In clinical research and health care, we are swimming in data. In the past 5 years, the availability of data has increased extraordinarily with the rapid adoption of electronic health records and the trends to collect patient data electronically. To position a company to use new data, you have to be honest about where your organization is in the maturity model of reporting and analytics.

Analytics is the ability to use data and tools to predict and improve performance. That's the ultimate goal; to understand what's happened and pivot to predicting what's next. If you're looking at what already happened, that's reporting. Reporting can be graphical, table format, printed or visual, but it's based on retrospective data. Reporting is important, useful and can be quite sophisticated and clever, but it's not analytics.

Why is it important to distinguish reporting from analytics?

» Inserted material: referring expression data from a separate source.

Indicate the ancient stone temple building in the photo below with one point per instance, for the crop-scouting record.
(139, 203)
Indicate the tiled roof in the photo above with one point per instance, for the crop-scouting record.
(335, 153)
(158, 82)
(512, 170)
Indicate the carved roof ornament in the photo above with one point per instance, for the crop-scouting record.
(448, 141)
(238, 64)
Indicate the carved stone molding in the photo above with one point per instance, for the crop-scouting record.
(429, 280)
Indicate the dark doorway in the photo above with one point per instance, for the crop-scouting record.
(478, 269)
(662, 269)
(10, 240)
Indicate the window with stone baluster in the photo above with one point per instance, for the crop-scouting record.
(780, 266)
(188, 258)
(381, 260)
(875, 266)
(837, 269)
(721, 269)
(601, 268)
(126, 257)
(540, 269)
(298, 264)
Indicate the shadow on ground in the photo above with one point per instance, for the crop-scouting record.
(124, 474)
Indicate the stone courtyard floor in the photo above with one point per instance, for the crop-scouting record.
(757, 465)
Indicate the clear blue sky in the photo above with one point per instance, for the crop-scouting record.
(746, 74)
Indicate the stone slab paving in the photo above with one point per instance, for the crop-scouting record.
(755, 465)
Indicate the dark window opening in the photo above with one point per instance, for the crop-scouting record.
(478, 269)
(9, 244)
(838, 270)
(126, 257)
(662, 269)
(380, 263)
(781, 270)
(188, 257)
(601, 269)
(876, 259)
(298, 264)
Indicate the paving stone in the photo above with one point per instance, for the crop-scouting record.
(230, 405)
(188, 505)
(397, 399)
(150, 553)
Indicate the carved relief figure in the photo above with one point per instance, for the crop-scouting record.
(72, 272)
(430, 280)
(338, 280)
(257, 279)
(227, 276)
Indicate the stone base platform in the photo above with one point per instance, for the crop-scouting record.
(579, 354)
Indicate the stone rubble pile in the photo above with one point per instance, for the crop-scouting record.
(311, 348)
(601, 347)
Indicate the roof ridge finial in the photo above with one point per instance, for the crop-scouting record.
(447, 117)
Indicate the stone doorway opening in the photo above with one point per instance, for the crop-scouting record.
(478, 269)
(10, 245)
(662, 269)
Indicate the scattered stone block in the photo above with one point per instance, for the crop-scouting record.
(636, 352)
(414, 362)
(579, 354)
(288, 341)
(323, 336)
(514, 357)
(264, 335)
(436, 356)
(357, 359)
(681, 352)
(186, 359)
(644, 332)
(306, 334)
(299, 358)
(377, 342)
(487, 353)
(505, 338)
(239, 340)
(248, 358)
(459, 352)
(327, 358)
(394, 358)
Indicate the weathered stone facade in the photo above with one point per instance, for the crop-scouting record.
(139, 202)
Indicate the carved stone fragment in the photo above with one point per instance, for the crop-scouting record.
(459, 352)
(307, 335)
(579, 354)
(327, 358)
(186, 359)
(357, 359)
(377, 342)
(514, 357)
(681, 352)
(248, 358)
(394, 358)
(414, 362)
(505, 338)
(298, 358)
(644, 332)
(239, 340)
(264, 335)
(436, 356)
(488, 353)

This is important because truly distinguishing between reporting and analytics allows you to assess where your organization is in the maturity model of use of data. This assessment can help truly recognize your current status and understand your goals. More importantly, assessing organizational data maturity can help you decide what data is important now. Accurate assessment and definition of goals allows you to be disciplined and ignore (for the moment) the piles of data that are coming in that can fog up the picture, distracting you from a plan to leverage data progressively to reach the organization's goals. Without an accurate inventory of your current environment and reporting capabilities relative to your true business goals, all the extra data will inevitably slow down achieving the potential of analytics.

Sharpen the requirements and focus

So what then? The path to realizing what analytics can do consists of three big steps:

STEP 1: Inventory reporting requirements and what's working. Be honest. Identify "workarounds" and manual reporting steps that introduce inefficiencies (resentment) and potential inaccuracy in data massaging that are required for stakeholders to get what they want.

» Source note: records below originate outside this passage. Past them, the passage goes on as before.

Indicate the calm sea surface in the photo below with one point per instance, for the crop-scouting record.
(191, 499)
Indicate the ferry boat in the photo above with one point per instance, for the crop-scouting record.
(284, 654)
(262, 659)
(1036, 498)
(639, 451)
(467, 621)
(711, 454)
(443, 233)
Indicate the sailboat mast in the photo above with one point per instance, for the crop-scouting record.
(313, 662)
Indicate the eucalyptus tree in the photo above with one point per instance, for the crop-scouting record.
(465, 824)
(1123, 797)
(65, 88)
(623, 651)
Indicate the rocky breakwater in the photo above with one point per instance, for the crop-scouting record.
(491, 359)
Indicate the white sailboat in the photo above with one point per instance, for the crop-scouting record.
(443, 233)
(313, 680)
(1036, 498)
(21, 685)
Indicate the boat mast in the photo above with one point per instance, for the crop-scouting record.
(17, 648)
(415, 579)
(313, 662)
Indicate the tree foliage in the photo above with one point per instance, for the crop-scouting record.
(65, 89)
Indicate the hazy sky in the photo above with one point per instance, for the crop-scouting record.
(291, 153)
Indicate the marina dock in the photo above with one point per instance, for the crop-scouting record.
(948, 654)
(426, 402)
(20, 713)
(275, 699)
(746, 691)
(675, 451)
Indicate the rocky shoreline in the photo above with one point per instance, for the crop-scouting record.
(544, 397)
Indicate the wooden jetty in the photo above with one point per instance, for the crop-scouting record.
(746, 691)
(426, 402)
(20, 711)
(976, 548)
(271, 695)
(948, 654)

STEP 2: Don't skimp on the preparation and framework. All the work to position an organization for purposeful analytics is in establishing data standards, conformance and integration. Yes, that stuff about master data management and CDISC is important. It can be implemented gradually with the incorporation of new data, but it should be in place if you don't want to have to rebuild each time to get to the next steps. The good news is that there are a number of solutions out there that are well positioned to establish this framework for pharmaceutical and health care organizations.

STEP 3: Establish timelines. Like every program, it will move forward at the pace you set for it. Be reasonable, but bold. Push the agenda. The ability to organize and use data will continue to accelerate research and separate service providers from the competitive pack. The timeline should include measures to fix existing gaps as well as pushing forward with analytics.